Es mejor que no nos engañemos en el solitario. Ciertamente, es un alivio ver cómo muy poco a poco la curva de la segunda ola ha emprendido el descenso. También lo es comprobar que en el mapa el color rojo va apagándose de día en día. Pero todavía estamos muy lejos de lo deseable, incluso de lo aceptable. Los números de hospitalizaciones siguen siendo demasiado altos y las tantas veces mentadas tasas de positividad y de incidencia acumulada por cada 100.000 habitantes continúan casi escandalosamente por encima de lo que marcan las recomendaciones de las autoridades sanitarias. Qué decirles de las cifras de fallecidos, que aún tardarán en dejar de crecer. Eso, sin perder de vista que cada muerte es una tragedia.

No pretendo ser un cenizo. Soy el primero en necesitar imperiosamente buenas noticias. Y sin duda, no son malas las que vamos contando últimamente.

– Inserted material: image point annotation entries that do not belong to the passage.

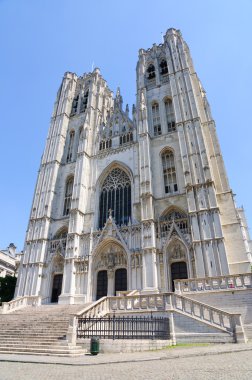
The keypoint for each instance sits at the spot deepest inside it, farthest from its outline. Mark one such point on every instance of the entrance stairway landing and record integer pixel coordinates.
(39, 330)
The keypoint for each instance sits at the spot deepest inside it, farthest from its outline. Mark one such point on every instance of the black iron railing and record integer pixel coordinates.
(124, 327)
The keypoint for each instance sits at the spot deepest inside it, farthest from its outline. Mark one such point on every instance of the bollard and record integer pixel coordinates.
(94, 345)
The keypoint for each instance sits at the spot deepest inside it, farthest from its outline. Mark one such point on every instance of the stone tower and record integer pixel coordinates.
(125, 203)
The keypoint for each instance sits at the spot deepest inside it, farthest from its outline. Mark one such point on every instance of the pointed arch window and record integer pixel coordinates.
(68, 196)
(156, 119)
(126, 138)
(70, 147)
(163, 67)
(75, 105)
(169, 172)
(151, 72)
(105, 144)
(84, 100)
(170, 116)
(116, 196)
(176, 216)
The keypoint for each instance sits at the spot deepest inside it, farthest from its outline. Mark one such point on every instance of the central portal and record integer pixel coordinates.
(102, 284)
(178, 272)
(110, 270)
(120, 280)
(57, 287)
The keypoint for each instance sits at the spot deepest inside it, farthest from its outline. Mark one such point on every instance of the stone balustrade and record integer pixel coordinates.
(96, 309)
(153, 302)
(229, 282)
(18, 303)
(228, 322)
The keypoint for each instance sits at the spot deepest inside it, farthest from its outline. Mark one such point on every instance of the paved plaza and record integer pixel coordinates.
(225, 362)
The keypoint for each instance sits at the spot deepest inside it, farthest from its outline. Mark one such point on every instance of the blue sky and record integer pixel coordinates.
(42, 39)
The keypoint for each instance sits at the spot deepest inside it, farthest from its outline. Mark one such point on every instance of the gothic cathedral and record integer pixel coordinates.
(126, 202)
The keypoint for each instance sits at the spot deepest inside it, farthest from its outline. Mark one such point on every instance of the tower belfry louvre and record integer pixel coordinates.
(131, 201)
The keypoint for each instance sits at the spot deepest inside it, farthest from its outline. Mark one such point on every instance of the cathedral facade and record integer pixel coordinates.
(126, 202)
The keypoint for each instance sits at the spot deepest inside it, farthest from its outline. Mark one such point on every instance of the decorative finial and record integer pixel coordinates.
(110, 213)
(118, 99)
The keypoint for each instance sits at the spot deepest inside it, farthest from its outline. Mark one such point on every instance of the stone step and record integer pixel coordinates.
(25, 339)
(48, 353)
(42, 351)
(203, 338)
(16, 331)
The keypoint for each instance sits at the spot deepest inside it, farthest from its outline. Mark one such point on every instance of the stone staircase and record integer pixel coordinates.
(232, 294)
(39, 330)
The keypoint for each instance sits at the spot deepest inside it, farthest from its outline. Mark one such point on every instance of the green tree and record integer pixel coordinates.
(7, 288)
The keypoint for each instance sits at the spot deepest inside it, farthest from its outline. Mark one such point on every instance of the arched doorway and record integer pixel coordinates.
(57, 268)
(109, 270)
(177, 262)
(102, 284)
(178, 272)
(120, 280)
(56, 287)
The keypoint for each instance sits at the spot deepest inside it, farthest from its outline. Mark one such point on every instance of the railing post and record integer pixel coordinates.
(172, 329)
(177, 287)
(113, 327)
(72, 331)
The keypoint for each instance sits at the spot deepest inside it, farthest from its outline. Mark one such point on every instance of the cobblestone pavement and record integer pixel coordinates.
(224, 366)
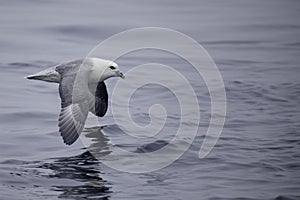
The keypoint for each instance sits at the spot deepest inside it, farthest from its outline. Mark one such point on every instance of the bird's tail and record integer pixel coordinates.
(48, 75)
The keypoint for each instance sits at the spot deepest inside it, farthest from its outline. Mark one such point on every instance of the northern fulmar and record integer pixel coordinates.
(81, 89)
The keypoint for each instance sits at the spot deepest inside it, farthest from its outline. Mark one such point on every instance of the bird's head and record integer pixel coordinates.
(103, 69)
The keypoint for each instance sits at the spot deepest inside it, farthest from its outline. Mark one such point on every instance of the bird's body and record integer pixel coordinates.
(81, 89)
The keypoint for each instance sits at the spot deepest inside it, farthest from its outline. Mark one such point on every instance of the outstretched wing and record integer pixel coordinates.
(98, 103)
(74, 108)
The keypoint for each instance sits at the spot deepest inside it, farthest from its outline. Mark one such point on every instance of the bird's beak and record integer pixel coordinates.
(121, 75)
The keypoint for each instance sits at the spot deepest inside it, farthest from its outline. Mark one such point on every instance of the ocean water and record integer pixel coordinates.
(256, 46)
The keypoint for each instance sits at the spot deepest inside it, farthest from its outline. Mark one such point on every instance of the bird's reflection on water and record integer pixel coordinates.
(84, 169)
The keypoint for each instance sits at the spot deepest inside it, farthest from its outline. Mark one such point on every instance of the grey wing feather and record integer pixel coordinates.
(74, 107)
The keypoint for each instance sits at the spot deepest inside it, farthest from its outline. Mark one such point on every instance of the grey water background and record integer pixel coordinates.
(256, 45)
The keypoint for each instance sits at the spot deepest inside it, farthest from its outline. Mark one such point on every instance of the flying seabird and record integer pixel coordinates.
(81, 89)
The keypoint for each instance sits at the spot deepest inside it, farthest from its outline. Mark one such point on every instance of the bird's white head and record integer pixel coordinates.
(103, 69)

Parece que la tendencia ha cambiado y que la tempestad empieza a amainar. Si añadimos los prometedores avances sobre las vacunas, tenemos motivos para la esperanza. Sin embargo, una mirada hacia atrás —y no muy atrás; hablo de apenas unas semanas— nos debería servir para evitar caer de nuevo en los mismos errores. Cuando todavía no hemos abandonado la segunda ola, no podemos permitirnos de ningún modo poner la simiente para la tercera.